Timothy Gordon Coville
Building a Distance Learning Course for Students and Accreditation
Timothy Gordon Coville, The Peter J.Tobin College of Business, Department of Accounting
There has been an undeniable expansion in the use of the internet for delivery of college level instruction. The use of the internet as a means to deliver instructional materials has much to be said for it, i.e., ease of access, more flexible scheduling, multiple forms of media . . . etc. At the same time it also raises many concerns such as the increased risks of cheating and the reduced if not lost relationships between the students and their instructor. This article examines the areas that must be addressed, as encouraged by higher education accreditation organizations and experienced universities, as means to ensure that concerns with online instruction, sometimes referred to as distance learning, are dealt with in a manner that will leave both the accrediting organizations and the students satisfied. This article reviews and summarizes the guidance provided by accrediting organizations such as the Association to Advance Collegiate Schools of Business (AACSB herein after), the Middle States Commission on Higher Education (MSCHE herein after) and several accredited colleges and universities to provide an examination of the aspects to be considered, when providing distance learning education at the college level.
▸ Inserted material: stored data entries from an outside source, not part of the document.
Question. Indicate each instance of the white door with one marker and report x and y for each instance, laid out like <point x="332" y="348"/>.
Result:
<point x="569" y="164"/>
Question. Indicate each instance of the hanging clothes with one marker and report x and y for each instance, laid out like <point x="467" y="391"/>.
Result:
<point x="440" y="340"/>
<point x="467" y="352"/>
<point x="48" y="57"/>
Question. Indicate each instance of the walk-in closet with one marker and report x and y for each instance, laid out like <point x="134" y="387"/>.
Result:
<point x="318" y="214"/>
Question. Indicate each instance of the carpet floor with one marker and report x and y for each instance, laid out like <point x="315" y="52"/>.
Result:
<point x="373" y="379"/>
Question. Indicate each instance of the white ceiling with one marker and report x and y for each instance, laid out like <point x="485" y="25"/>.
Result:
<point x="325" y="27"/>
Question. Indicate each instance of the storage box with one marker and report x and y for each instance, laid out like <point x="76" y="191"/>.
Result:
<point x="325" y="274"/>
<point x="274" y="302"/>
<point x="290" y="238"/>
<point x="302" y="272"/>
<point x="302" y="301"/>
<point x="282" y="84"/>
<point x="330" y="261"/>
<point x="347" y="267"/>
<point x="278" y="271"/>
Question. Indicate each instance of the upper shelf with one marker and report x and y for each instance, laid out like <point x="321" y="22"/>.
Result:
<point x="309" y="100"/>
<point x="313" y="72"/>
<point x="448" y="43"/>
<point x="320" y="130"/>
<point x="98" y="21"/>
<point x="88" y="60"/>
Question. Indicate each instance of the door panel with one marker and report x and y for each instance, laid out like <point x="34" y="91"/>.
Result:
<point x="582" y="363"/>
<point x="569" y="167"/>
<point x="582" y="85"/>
Also described herein are various means available to address each aspect successfully. The aspects considered are: 1. Learner Support & Resources, 2. Online Organization & Design, 3. Instructional Design & Delivery, 4. Assessment & Evaluation of Student Learning, 5. Innovative Teaching with Technology, and 6. Faculty Use of Student Feedback. Various software packages and internet tools are reviewed for their ease of use and sufficiency in meeting both the students’ and the accrediting organizations’ needs across each of these 6 areas.